Given that urban impervious surface extraction is pixel-wise tasks and that there are only two segmentation categories for urban impervious surface extraction, this study uses the commonly used binary cross entropy as the loss to optimize the model. The binary cross entropy can be calculated using the following formula: (10) LBCE=1N[yilog(pi)+(1yi)log(1pi)](10) where N represents the number of samples, yi and pi respectively correspond to the label of the i-th sample and the probability that the i-th sample is predicted to be positive calss. In this study, impervious surface is regarded as the positive class and pervious surface is regarded as the negative class.

3.6. Training details

All experiments in this study are conducted on a 64-bit Ubuntu 16.04 operating system equipped with a 11GB RAM NVIDIA GeForce RTX 2080TI graphics card. The code is run based on the Pytorch deep learning framework.
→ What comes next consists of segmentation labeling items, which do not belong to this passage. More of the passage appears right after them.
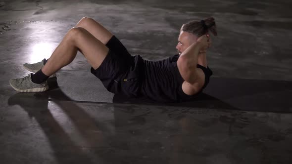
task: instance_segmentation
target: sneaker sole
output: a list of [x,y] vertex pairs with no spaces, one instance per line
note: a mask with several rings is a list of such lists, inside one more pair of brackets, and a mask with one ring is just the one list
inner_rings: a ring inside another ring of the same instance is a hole
[[[29,68],[25,67],[25,66],[23,66],[23,68],[27,70],[27,71],[29,71],[30,72],[32,72],[33,73],[36,73],[37,72],[39,71],[36,71],[36,70],[30,69],[29,69]],[[54,78],[54,77],[55,77],[56,76],[56,76],[56,74],[53,74],[52,75],[51,75],[49,78]]]
[[47,85],[45,87],[43,87],[41,88],[32,88],[32,89],[18,89],[15,87],[14,87],[12,85],[11,85],[11,82],[9,82],[10,86],[14,89],[17,91],[19,92],[44,92],[45,91],[47,91],[49,90],[49,85]]

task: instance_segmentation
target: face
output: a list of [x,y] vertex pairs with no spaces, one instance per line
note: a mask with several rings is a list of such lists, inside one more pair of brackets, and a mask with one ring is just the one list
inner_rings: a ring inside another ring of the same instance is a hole
[[181,28],[181,32],[179,36],[178,43],[176,48],[179,54],[181,54],[189,46],[195,42],[197,37],[193,34],[183,31],[183,27]]

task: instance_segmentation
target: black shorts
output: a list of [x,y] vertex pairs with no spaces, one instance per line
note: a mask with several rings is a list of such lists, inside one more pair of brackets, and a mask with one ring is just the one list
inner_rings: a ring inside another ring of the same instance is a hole
[[105,45],[109,50],[97,69],[91,72],[98,78],[108,91],[132,97],[141,94],[143,59],[132,56],[120,41],[113,36]]

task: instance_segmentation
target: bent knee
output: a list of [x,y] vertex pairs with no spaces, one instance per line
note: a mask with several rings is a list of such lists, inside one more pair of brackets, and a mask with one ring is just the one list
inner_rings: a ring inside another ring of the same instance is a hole
[[76,26],[86,26],[89,22],[92,21],[93,20],[93,19],[87,16],[85,16],[80,19],[79,22]]
[[84,35],[87,31],[83,27],[72,27],[69,32],[67,35],[70,38],[76,39],[79,37],[80,36]]

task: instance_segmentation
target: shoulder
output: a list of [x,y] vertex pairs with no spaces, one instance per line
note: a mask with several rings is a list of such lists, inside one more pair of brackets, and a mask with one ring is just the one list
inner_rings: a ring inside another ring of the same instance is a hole
[[197,79],[193,83],[190,83],[186,81],[183,82],[182,86],[183,91],[188,95],[194,95],[199,92],[204,86],[205,83],[205,74],[201,69],[196,68],[196,76]]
To ensure fairness in comparison, we use the same parameters and strategies for training in each set of experiments, with a batch size of 32, an initial learning rate of 0.0001, and an epoch number of 400. This study employs the poly learning rate technique to dynamically adjust the learning rate throughout the model training in order to improve training outcomes. Additionally, the model optimizes the object loss function through the Adam optimizer, and combines the backward propagation algorithm to update and calculate model parameters. Furthermore, data augmentation is applied to the training set in order to mitigate overfitting and improve the model’s robustness. On the test and validation set, however, there is no requirement for more data. The data augmentation used in this study includes flipping, random rotation, and Gaussian blur.

4. Results

This section primarily carries out experimental verification based on the dataset created for impervious surfaces in this study to evaluate the performance of the proposed CMFFNet. We first provide detailed information about the experimental setup, including comparison methods and accuracy evaluation indicators of impervious surface extraction. The proposed CMFFNet is then contrasted with other mainstream deep learning methods.

4.1. Comparative methods and evaluation metrics

To evaluate the effectiveness of the proposed CMFFNet in impervious surface extraction, we perform several experiments on our dataset using a number of mainstream segmentation deep learning models as comparison techniques. These comparison techniques, which have all been retrained using our dataset, consist of Deeplabv3+ (Chen et al. Citation2018), HRNet (Sun et al. Citation2019), PSPNet (Zhao et al. Citation2017), BiSeNetV2 (Yu et al. Citation2021) and FCN (Long, Shelhamer, and Darrell Citation2015).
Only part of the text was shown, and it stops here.